Even in expert hands, the procedural complication rate of aneurysm surgery under DHCA is significantly higher than in ordinary aneurysm surgery. The largest published series [9] reports a perioperative mortality of 14% and a combined rate of permanent treatment-related morbidity and mortality of 32%. This recent study, however, reported a contemporary population of patients harbouring complex aneurysms not lending themselves to one of the aforementioned alternative treatment forms. In view of the otherwise unfavourable natural course of these aneurysms, the reported 63% good outcome rate justifies the procedure in a small subset of highly selected patients. For the time being, DHCA should be considered a procedure of last resort for otherwise untreatable aneurysms.

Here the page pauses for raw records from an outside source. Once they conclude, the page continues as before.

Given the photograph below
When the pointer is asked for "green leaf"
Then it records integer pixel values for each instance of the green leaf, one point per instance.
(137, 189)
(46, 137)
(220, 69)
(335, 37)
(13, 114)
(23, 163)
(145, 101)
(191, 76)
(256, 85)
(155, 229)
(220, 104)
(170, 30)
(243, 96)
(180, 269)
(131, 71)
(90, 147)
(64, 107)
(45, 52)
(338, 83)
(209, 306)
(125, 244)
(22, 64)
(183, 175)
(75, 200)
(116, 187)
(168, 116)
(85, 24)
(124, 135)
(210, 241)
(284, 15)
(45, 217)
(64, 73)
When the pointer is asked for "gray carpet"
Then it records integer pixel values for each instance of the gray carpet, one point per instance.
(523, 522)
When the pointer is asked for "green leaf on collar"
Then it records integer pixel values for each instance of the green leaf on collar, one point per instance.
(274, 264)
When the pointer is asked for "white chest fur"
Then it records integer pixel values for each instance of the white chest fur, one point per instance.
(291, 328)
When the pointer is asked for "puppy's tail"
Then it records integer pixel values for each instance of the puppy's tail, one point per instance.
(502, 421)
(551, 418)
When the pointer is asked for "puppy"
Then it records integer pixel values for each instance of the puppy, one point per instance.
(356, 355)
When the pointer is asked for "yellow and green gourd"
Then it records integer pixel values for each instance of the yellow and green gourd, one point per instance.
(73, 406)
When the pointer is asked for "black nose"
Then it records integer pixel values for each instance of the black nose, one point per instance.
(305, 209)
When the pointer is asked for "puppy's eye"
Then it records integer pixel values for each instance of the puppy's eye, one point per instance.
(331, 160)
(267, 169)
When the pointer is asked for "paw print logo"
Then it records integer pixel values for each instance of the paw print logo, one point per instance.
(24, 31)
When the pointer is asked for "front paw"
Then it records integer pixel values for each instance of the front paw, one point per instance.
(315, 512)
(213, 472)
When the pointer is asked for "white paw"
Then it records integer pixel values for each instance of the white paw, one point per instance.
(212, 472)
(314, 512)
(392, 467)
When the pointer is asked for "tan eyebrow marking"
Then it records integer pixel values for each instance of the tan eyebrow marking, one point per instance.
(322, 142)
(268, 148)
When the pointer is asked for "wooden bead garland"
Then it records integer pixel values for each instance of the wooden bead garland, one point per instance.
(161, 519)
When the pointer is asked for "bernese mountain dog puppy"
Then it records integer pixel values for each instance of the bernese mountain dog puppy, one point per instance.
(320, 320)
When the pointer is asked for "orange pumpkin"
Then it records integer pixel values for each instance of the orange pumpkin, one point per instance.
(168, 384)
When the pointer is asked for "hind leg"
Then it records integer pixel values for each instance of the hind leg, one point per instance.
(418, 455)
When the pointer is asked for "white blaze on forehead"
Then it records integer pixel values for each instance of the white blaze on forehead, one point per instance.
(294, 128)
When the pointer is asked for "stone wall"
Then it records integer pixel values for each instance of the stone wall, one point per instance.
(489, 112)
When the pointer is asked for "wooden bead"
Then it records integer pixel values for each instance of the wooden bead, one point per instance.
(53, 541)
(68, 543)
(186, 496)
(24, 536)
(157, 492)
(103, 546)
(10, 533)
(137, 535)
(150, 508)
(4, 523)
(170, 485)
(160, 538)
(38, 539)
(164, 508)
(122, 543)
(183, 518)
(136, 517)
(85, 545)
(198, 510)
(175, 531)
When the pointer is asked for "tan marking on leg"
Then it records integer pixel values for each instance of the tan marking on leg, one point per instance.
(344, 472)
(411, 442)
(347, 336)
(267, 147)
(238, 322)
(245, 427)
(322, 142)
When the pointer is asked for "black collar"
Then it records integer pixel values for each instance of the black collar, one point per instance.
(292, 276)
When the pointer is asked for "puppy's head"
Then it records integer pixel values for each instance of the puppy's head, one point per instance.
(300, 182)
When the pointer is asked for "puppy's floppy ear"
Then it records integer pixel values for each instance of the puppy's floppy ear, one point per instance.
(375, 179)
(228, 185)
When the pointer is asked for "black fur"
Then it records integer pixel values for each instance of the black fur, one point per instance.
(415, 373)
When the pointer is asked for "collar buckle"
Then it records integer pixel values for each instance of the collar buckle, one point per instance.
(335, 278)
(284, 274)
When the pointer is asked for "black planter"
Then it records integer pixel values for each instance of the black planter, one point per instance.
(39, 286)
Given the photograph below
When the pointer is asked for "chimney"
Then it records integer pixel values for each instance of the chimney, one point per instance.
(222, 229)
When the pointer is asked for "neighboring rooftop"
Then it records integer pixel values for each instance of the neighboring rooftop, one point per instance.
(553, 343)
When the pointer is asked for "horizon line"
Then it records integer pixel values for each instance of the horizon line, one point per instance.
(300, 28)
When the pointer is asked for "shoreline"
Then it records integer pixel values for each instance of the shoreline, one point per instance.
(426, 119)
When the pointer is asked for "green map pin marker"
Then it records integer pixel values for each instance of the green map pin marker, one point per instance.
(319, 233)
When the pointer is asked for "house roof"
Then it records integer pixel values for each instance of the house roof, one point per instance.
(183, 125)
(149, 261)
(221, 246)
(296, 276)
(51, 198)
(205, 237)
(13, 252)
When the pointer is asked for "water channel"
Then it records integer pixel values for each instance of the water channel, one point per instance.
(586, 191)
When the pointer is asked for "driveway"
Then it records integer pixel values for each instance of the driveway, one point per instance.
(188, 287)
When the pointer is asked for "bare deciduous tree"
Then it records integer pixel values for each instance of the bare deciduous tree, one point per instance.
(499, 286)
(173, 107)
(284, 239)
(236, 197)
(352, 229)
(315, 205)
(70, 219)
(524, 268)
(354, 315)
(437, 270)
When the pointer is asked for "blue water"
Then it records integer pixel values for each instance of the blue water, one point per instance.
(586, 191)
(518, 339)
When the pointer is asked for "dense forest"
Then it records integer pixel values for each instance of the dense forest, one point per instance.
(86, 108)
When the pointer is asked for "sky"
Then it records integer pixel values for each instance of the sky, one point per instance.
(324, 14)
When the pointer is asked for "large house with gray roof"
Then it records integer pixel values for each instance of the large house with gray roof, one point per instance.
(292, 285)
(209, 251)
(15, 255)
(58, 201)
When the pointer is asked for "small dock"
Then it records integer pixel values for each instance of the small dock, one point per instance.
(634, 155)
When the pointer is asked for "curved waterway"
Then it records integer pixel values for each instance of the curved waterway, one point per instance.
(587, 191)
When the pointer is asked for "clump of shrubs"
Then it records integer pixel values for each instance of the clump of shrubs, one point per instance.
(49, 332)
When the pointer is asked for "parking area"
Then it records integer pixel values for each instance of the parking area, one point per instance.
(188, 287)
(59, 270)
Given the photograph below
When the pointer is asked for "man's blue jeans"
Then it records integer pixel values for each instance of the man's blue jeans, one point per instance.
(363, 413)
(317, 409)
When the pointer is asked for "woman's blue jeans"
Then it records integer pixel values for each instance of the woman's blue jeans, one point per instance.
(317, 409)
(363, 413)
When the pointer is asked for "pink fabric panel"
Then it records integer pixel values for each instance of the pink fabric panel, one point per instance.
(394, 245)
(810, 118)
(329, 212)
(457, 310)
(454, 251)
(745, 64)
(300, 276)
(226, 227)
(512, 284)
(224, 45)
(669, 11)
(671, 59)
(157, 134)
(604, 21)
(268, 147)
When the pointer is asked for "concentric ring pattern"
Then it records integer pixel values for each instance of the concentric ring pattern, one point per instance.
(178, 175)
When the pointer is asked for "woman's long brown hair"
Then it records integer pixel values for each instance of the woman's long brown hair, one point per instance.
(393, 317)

Intra-ischaemic mild hypothermia in focal cerebral ischaemia

The situation of temporary parent artery clipping during cerebral aneurysm surgery closely resembles animal models of transient focal ischaemia, wherein intra-ischaemic hypothermia was more effective than delayed post-ischaemic cooling and was more effective in transient ischaemia and reperfusion models [17–23]. The IHAST trial included 1,001 good grade (WFNS grades I to III) subarachnoid haemorrhage (SAH) patients undergoing aneurysm surgery and randomised them to intraoperative normothermia (36.5°C) versus mild intraoperative hypothermia (33°C). Surprisingly, intraoperative hypothermia did not improve neurologic outcome [24]. Theoretically, the group randomised to mild hypothermia should have enjoyed the cerebroprotective effects of mild intra-ischaemic hypothermia intraoperatively, especially during the ischaemic challenge of temporary clipping. It was subsequently speculated that possibly not all IHAST patients had experienced a significant intraoperative ischaemic challenge and in turn a subgroup analysis of those 441 patients who indeed required temporary clipping was performed [25]. Among these patients, the duration of focal ischaemia - that is, temporary clipping - was the most important determinant of outcome, with those patients requiring temporary clipping of >20 minutes faring significantly worse. Even in this selected subpopulation, mild intra-ischaemic hypothermia did not significantly alter neurologic outcome after intraoperative focal ischaemia. The IHAST results raise the question of how to document relevant intraoperative focal ischaemic challenges and the beneficial effects of neuroprotective interventions in future studies. Even after SAH, gentle surgical manipulation and brief temporary clipping in expert hands were apparently not adequate ischaemic challenges to resemble animal models of temporary focal cerebral ischaemia and reperfusion.